A reformulação pretendida pela diretoria com a demissão do técnico Muricy Ramalho começou a ser colocada em prática pelo interino Claudinei Oliveira. Em seu jogo de estreia, sábado, contra o Grêmio, o técnico tomou decisões neste sentido e outras devem acontecer até a pausa para a Copa das Confederações, período em que deve ser mantido no cargo.
Claudinei nem sequer relacionou o experiente Marcos Assunção e o meia Patito, que havia sido titular no último jogo sob o comando de Muricy. Ambos eram bancados pelo ex-técnico com a diretoria.
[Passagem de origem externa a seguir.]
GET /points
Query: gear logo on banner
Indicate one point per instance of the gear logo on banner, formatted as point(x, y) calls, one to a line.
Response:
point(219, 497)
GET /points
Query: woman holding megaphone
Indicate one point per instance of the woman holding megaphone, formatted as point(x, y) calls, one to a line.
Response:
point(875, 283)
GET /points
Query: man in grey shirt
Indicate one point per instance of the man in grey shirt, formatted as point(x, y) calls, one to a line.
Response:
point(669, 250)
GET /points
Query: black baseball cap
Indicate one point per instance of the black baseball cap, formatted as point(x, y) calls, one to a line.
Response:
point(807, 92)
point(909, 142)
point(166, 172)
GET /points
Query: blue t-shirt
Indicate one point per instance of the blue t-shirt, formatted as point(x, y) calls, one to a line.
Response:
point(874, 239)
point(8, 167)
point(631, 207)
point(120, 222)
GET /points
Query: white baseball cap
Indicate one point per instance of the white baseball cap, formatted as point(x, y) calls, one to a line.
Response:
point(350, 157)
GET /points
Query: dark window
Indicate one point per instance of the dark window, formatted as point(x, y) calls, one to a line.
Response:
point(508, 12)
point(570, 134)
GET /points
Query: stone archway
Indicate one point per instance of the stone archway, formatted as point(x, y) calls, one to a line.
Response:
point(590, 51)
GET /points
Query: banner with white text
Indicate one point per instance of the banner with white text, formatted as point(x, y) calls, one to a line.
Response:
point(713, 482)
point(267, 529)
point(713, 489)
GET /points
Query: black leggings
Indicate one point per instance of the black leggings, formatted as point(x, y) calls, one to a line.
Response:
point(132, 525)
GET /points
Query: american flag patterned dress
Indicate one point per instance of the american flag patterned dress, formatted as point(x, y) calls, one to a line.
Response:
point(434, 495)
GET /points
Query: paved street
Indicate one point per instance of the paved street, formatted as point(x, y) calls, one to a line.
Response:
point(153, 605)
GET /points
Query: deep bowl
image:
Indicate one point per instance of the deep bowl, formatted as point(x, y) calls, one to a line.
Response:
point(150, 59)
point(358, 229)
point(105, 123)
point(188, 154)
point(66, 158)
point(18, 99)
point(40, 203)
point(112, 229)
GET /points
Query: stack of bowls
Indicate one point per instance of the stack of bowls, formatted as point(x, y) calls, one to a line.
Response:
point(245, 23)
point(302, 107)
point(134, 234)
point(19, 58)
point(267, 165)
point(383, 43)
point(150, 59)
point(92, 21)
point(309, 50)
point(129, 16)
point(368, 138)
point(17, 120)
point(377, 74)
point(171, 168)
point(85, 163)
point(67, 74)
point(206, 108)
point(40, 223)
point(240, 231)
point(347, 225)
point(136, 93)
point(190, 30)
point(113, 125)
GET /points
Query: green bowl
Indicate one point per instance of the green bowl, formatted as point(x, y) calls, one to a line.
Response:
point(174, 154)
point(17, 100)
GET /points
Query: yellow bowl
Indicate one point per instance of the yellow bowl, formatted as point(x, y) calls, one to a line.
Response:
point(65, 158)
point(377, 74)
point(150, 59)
A preferência de Muricy acabou sendo um dos fatores para a demissão.
O interino alegou questões técnicas para justificar suas escolhas, mas os dirigentes já estavam insatisfeitos com os barrados.
Marcos Assunção foi contratado com um salário alto a pedido de Muricy, mas não rendeu e virou símbolo para reclamações de conselheiros. Não marcou um gol sequer e dificilmente terá oportunidades a partir de agora. No clube, há quem garanta que a diretoria deve conversar com ele nos próximos dias e tratar de uma rescisão contratual. Assunção já havia cogitado essa possibilidade se não tivesse chances e pode encerrar a carreira no fim do ano, quando termina seu vínculo com o Peixe.
Uma medida futura que Claudinei deve tomar é dar ainda mais espaço aos jovens da base. O meia Léo Cittadini, de 19 anos, deve ser o próximo a ser alçado ao time profissional. Ele foi um dos destaques do título da Copinha e está com a equipe sub-20 disputando o Campeonato Paulista. O volante Lucas Otávio, de 18 anos, vive a mesma situação.
Claudinei pode até formar um time inteiro apenas com jogadores oriundos das categorias de base, filosofia pretendida pelo Santos. Enquanto não há novo técnico, ele inicia o processo de renovação pedido pela diretoria.